Одно было несомненно – полиция не будет привлечена к этому делу, хотя какой-нибудь полицейский крючок может по своей инициативе начать копаться в нем. Итак, с этой стороны мне нечего особенно беспокоиться. Было ясно, что тот, кто назвался Джоном Феррисом, и те двое, что приходили после его смерти, участвовали в какой-то незаконной сделке. Тут определенно пахло взяткой, подкупом или шантажом.
Это как раз совпало с Уотергейтским делом, только начавшим тогда всплывать на поверхность, когда мы узнали, что у весьма уважаемых деятелей, столпов нашего общества, появилась привычка тайно носить в ручных плоских чемоданчиках огромные суммы денег или держать их в ящиках письменных столов у себя в кабинетах. Те типы, что сейчас интересовались мною, без сомнения, принадлежали к тому зловещему миру профессиональных убийц, которые готовы на все ради денег.
Шайка бандитов, подумал я, гангстеры. Хотя мне, как и большинству американцев, приходилось читать о них, видеть их в кинофильмах, но все же представления о том, что творится на дне нашего общества, у меня были туманные, и, быть может, я с преувеличенным страхом относился к могуществу гангстеров, их тайным связям и способам найти и уничтожить тех, кому они хотели отомстить.
И еще одно было ясно. Я теперь оказался по ту же сторону забора, что и они, и с кем бы там ни встретился, должен играть по их правилам. В прошедшую ночь я поставил себя вне закона, и мне, следовательно, надо самому заботиться о своей безопасности.
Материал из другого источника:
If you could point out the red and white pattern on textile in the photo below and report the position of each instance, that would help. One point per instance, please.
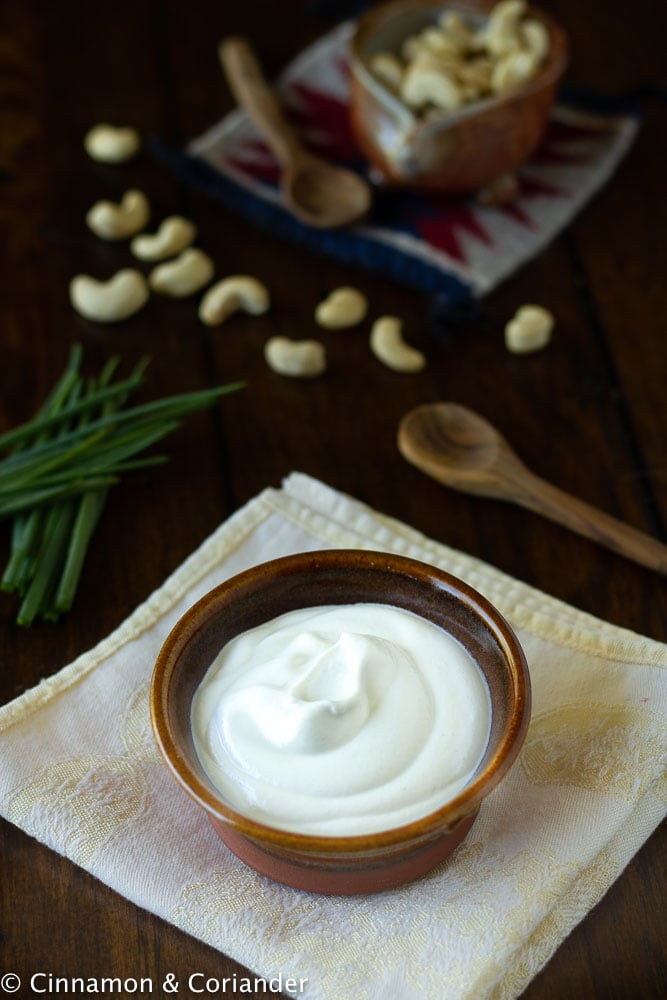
(479, 245)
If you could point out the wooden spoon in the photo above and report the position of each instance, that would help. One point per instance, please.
(317, 192)
(463, 450)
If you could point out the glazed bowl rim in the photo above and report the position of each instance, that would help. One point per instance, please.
(439, 821)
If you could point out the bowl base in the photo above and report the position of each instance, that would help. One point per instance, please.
(340, 880)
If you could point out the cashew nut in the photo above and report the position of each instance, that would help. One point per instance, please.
(501, 32)
(296, 358)
(109, 144)
(184, 276)
(389, 347)
(453, 63)
(388, 69)
(110, 221)
(529, 330)
(174, 235)
(109, 301)
(427, 82)
(344, 307)
(512, 69)
(238, 293)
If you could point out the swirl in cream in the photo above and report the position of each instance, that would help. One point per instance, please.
(341, 720)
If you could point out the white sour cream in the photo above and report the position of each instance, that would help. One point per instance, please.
(341, 720)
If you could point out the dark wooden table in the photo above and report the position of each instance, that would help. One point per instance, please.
(590, 412)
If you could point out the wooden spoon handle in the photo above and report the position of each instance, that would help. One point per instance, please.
(543, 497)
(256, 97)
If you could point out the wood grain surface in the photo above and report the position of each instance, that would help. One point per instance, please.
(589, 413)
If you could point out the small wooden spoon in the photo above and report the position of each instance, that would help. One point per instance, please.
(463, 450)
(317, 192)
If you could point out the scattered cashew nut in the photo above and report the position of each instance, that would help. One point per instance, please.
(389, 347)
(184, 275)
(529, 330)
(109, 144)
(344, 307)
(110, 221)
(174, 235)
(109, 301)
(295, 358)
(237, 293)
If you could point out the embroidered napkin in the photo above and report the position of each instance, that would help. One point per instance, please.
(585, 793)
(456, 248)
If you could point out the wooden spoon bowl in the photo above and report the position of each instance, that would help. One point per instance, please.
(459, 448)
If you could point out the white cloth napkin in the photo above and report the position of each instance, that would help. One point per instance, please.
(79, 771)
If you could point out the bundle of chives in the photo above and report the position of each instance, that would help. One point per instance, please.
(55, 480)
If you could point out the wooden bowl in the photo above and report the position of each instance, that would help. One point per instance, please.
(460, 152)
(354, 864)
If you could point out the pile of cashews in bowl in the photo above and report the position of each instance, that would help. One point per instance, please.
(181, 270)
(450, 64)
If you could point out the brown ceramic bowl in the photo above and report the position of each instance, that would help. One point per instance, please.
(461, 152)
(355, 864)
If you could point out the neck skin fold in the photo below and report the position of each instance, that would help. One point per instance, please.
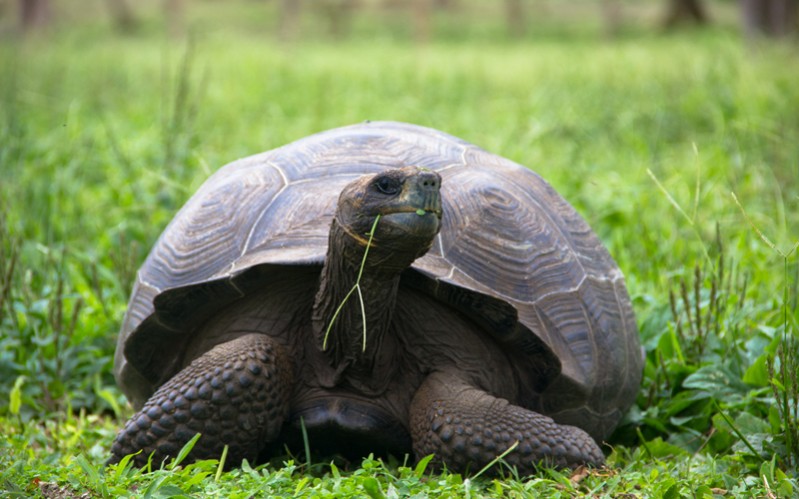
(378, 285)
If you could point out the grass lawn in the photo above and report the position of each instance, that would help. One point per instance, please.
(681, 150)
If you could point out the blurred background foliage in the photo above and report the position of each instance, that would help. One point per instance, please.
(645, 115)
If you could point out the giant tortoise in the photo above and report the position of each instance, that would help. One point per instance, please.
(386, 288)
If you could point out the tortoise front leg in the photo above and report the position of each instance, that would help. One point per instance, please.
(465, 427)
(236, 394)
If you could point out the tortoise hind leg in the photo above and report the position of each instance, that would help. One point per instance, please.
(236, 394)
(467, 427)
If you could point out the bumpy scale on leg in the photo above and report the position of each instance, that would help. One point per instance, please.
(466, 428)
(236, 394)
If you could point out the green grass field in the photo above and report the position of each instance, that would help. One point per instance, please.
(681, 150)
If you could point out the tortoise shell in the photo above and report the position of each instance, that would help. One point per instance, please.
(507, 240)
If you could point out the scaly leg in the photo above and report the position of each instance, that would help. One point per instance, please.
(466, 428)
(236, 394)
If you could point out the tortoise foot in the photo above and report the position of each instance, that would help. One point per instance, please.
(466, 429)
(236, 394)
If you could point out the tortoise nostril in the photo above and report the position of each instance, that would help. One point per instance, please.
(430, 181)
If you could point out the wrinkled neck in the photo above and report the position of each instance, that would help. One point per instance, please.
(338, 314)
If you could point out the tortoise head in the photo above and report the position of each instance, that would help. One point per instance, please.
(408, 202)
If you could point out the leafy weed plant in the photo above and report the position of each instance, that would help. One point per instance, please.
(96, 157)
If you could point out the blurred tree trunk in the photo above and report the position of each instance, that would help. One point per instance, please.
(422, 11)
(514, 12)
(289, 19)
(339, 16)
(612, 16)
(685, 11)
(34, 14)
(122, 15)
(769, 17)
(175, 14)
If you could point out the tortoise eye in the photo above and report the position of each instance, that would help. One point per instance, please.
(388, 185)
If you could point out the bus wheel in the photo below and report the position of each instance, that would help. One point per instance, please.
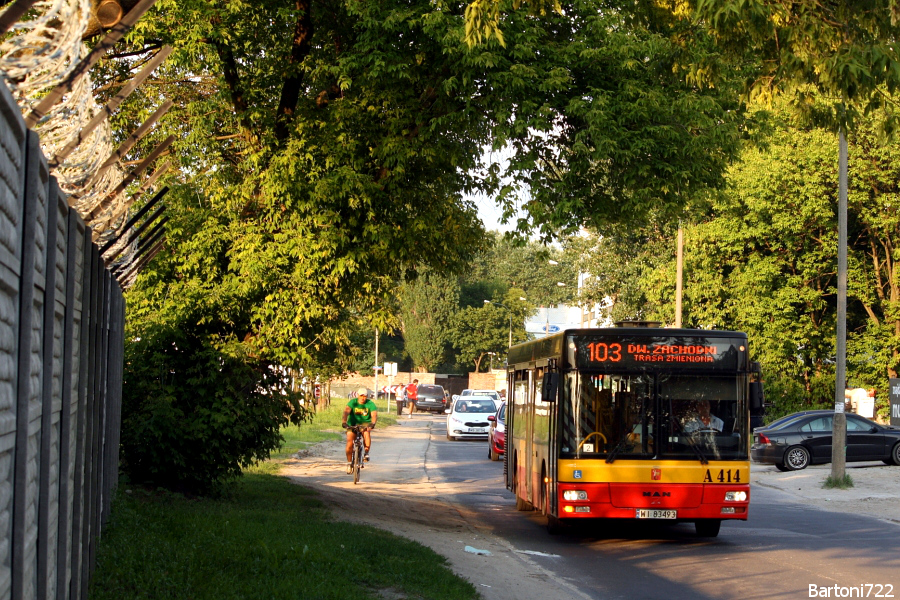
(521, 503)
(708, 527)
(554, 525)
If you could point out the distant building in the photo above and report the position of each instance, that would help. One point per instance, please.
(563, 316)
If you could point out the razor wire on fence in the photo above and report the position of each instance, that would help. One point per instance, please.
(43, 54)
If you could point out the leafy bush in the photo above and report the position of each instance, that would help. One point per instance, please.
(197, 410)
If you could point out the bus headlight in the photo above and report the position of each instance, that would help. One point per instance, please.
(574, 495)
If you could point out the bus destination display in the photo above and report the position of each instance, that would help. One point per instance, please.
(636, 351)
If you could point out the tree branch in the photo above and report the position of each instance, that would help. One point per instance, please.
(293, 81)
(232, 79)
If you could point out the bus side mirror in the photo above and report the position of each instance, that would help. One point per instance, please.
(550, 387)
(757, 398)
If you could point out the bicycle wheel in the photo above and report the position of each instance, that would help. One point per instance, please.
(357, 462)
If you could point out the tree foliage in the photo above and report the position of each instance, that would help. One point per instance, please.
(427, 308)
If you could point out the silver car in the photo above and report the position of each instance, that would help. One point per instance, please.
(468, 417)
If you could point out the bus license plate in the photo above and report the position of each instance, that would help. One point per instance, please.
(644, 513)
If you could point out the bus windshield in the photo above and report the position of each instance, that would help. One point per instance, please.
(653, 415)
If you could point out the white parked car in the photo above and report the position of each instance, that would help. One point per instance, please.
(468, 417)
(490, 393)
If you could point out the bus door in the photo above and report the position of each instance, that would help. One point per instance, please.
(533, 382)
(518, 444)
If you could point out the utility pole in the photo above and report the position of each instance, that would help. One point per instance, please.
(679, 269)
(839, 423)
(376, 365)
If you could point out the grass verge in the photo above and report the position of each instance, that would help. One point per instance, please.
(266, 538)
(841, 483)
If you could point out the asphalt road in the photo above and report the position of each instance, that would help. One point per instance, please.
(782, 550)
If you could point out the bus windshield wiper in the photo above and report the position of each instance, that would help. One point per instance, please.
(612, 455)
(691, 443)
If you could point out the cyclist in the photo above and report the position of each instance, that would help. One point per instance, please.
(359, 411)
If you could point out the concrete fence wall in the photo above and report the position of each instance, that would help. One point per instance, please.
(61, 340)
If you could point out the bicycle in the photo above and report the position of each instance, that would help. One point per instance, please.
(357, 455)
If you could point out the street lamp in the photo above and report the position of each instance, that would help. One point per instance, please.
(510, 318)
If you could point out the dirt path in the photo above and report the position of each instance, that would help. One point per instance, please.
(400, 497)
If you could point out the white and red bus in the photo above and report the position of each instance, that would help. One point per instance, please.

Основное правило было простым. Я не должен сидеть сложа руки на месте. Надо уехать, исчезнуть. Нью-Йорк – огромнейший город, и в нем, без сомнения, годами успешно скрываются тысячи людей, но те, кто меня ищет, знают мое имя, возраст, описание внешности и смогут без особого труда узнать, где я учился, работал и есть ли у меня родственники. К счастью, я не женат, детей у меня нет, родители умерли, а братья и сестра понятия не имеют о том, где я нахожусь. Но ведь в Нью-Йорке можно натолкнуться на того, кто тебя знает и наведет на твой след.
И как раз в это утро я совершил первую ошибку, связавшись с этим посыльным в отеле, который, конечно, запомнит меня. А уж он-то готов за десятку продать и отца родного. Далее букмекер, с которым он меня свел. Это уже вторая ошибка. Легко представить себе, какого рода и с кем у него связи.
Я еще не знал, что делать с деньгами, лежавшими в тиши банковского подвала, но, разумеется, желал прежде всего насладиться радостями жизни. Но не в Нью-Йорке. Меня всегда тянуло путешествовать, а сейчас это было и необходимостью, и удовольствием.
По-царски развалившись в кресле, я закурил сигару и стал перебирать города в Европе, где хотел бы побывать. Лондон, Париж, Рим…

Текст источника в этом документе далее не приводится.